Вот на стене зала сверкают всеми цветами радуги древние изразцы, или, как их называли в древности, «образцы», покрытые разноцветной глазурью. А рядом лежат куски обыкновенной, докрасна обожженной глины. Но, приглядевшись внимательно к такому куску, вы увидите, что на нем вырезано какое-то изображение. На этом вот, круглом, похожем на современную учрежденческую печать, – как будто птица с длинной шеей, поднятыми крыльями и худыми, голенастыми ногами. Ни дать ни взять – журавль. А на другом, четырехугольном, плоском, – какие-то завитки, складывающиеся в причудливый цветок-розетку. И тут же неподалеку деревянная дощечка, на которой вырезано изображение какого-то чудища с хищной пастью, мощными лапами и крыльями. А сверху – как будто бы какие-то буквы. Мы уже знаем, что, если буквы не читаются, как мы привыкли, слева направо, надо попробовать их прочесть наоборот, – справа налево. И в самом деле, так получаются слова «Зверь лютый грив» (так написал резчик не очень-то знакомое ему слово «гриф», которым называли выдуманных ими чудищ еще древние греки). Почему же все здесь наоборот: и надпись справа налево, и изображения врезанные, а не выпуклые?

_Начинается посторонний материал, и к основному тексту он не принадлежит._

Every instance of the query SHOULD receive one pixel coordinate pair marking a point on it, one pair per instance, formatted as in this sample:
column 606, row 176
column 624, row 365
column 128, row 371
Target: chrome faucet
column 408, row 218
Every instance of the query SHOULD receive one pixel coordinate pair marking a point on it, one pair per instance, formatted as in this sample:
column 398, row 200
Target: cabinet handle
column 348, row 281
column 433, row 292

Это «образцовые печати» – так называли московские гончары формы или штампы, при помощи которых на сырой глине оттискивали выпуклые изображения. А потом каждую часть такого изображения покрывали глазурью разного цвета; вот и получались многоцветные рельефные изразцы. Однако это научились делать не сразу.
Еще восемьсот и более лет назад владимирские камнерезы поразили весь мир великолепными узорами, которые они искусно вырезали на белом камне. Их искусству старались подражать и в других городах средней России, украшая наружные стены зданий сложной резьбой. Тут требовалось и уменье и долгий, упорный труд. Ведь каждый камень был неповторим. Лет через триста с лишним кто-то придумал, что можно эти узоры вырезать не на камне, а на мягкой глине и вставлять в белокаменную кладку, предварительно побелив. А еще через несколько десятилетий стали вырезать не сами глиняные узоры, а только форму, которую можно было оттискивать на сырой глине столько раз, сколько требовалось. И при помощи одной лишь формы с вырезанной на ней повторяющейся частью орнамента создать целый пояс, украшавший здание.

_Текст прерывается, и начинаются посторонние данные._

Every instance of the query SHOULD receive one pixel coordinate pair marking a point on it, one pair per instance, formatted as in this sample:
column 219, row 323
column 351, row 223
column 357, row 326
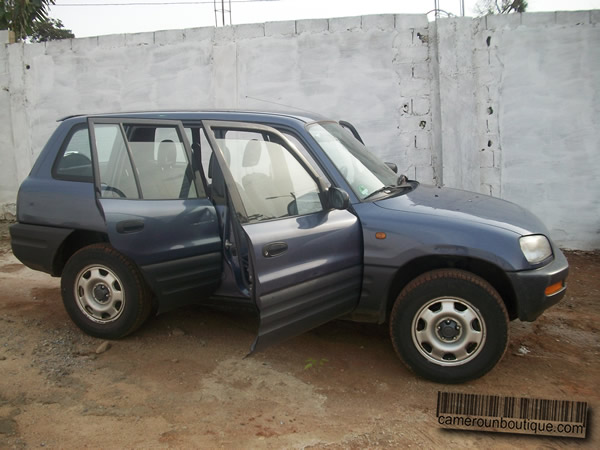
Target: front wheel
column 449, row 326
column 104, row 292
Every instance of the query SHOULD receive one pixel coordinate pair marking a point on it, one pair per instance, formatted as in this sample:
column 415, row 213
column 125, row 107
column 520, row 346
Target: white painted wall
column 517, row 118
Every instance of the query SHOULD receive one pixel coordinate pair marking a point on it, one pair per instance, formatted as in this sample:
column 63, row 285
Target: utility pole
column 222, row 8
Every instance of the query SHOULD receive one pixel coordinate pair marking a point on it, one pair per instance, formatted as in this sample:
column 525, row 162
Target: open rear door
column 304, row 260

Такими темпами шла в ту пору рационализация производства. И не удивительно: это ведь было еще при феодализме!
Еще лет через сто, уже в конце XVI – начале XVII века, стали делать изразцы цвета обожженной глины – красными (теперь мы употребляем для этого цвета итальянское слово «терракота», что также значит «обожженная земля» или «глина»). Изразцами стали украшать не только стены, проемы дверей и наличники окон домов, но и печи в парадных богатых комнатах. Каждый изразец представлял собой как бы отдельную картину, заключенную в свою собственную рамку, выступавшую по краям изразца.
Гости рассматривали их так, как позже они разглядывали развешанные на стенах картины или альбом фотографий. Вот уже встречавшийся нам диковинный единорог. Вот птица с головой женщины. Герой народной сказки Бова-королевич с саблей в руке. Стрельцы с ружьями и пиками устремились на штурм какой-то крепости. Над ними развевается боевое знамя. Тут же пушкарь склонился над пушкой, а сзади него лучник натягивает свой тугой лук. Всадник с развевающимися длинными рукавами одежды беспечно едет на лошади. На некоторых изразцах есть и пояснительные надписи: «Сирин птица», «Бова», «Приступ пехоты», «Едет поляк» и другие.